Eine Antwort zu „Evolutionärer Idealismus im Gespräch mit dem Atheismus“

  1. Avatar von Gerhard Höberth

    Ergänzung:
    Der Begriff „Eigenschaftsdualismus“ ist ein guter Einstieg, um den evolutionären Idealismus zu verstehen. Allerdings empfinde ich ihn als zu objektivistisch, weil er immer noch davon ausgeht, dass Materie in erster Linie ein Objekt oder Ding ist — auch wenn dieses Ding vielleicht ein Innenleben haben kann.

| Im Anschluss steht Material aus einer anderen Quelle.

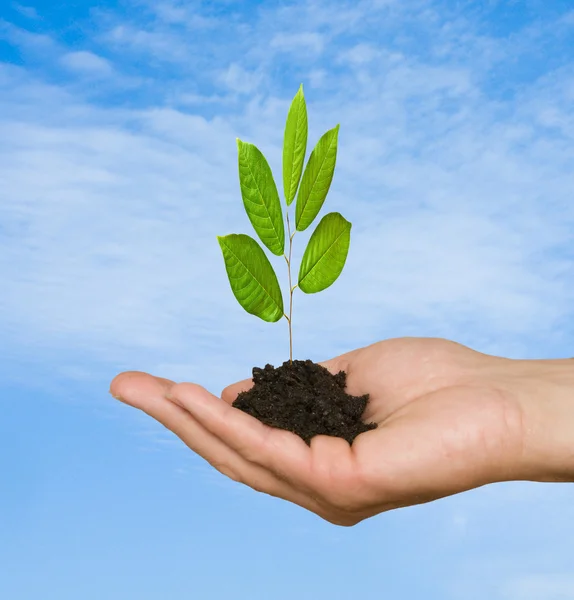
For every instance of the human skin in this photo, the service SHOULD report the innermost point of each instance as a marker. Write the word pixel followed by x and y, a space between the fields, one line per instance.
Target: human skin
pixel 450 419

    Was dabei oft übersehen wird, ist: Beide Perspektiven, das Objektive und das Innere, setzen ein Subjekt voraus.
    Der beobachtende Wissenschaftler, also das subjektive „Ich“, das die Welt erforscht und beobachtet, bleibt bei einem klassischen Eigenschaftsdualismus außen vor.

    Diese objektive, also „Es“-Perspektive, war zu Beginn der modernen Wissenschaft wichtig, um sich von vorwissenschaftlichen, subjektiv geprägten Naturbetrachtungen — der „Du“-Perspektive — abzugrenzen.

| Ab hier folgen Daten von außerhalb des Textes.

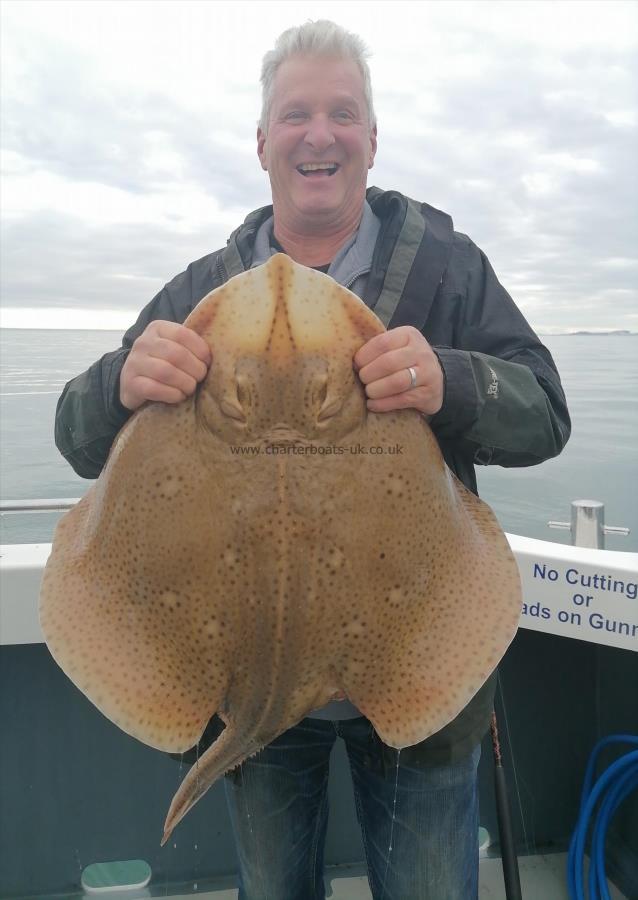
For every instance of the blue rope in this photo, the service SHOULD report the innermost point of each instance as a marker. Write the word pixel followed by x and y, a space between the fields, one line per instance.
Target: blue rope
pixel 611 788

    Heute brauchen wir jedoch eine neue Sichtweise, die diese einseitige Objektivität überwindet und den Forscher als Teil derselben Wirklichkeit mit in den Blick nimmt.
    Ich nenne das eine Perspektive der 4. Person — eine Meta-Perspektive, die das Subjekt innerhalb des Beobachtungsprozesses berücksichtigt und die gesamte Beziehung zwischen Innen- und Außenwelt einschließt.

    Daher spreche ich von einem Perspektivendualismus:

    – Ein Ding oder System kann sich selbst von innen erleben (Innenperspektive),
    – und jede objektive Betrachtung eines Dings erfordert ebenfalls ein Subjekt, das von außen beobachtet (Außenperspektive).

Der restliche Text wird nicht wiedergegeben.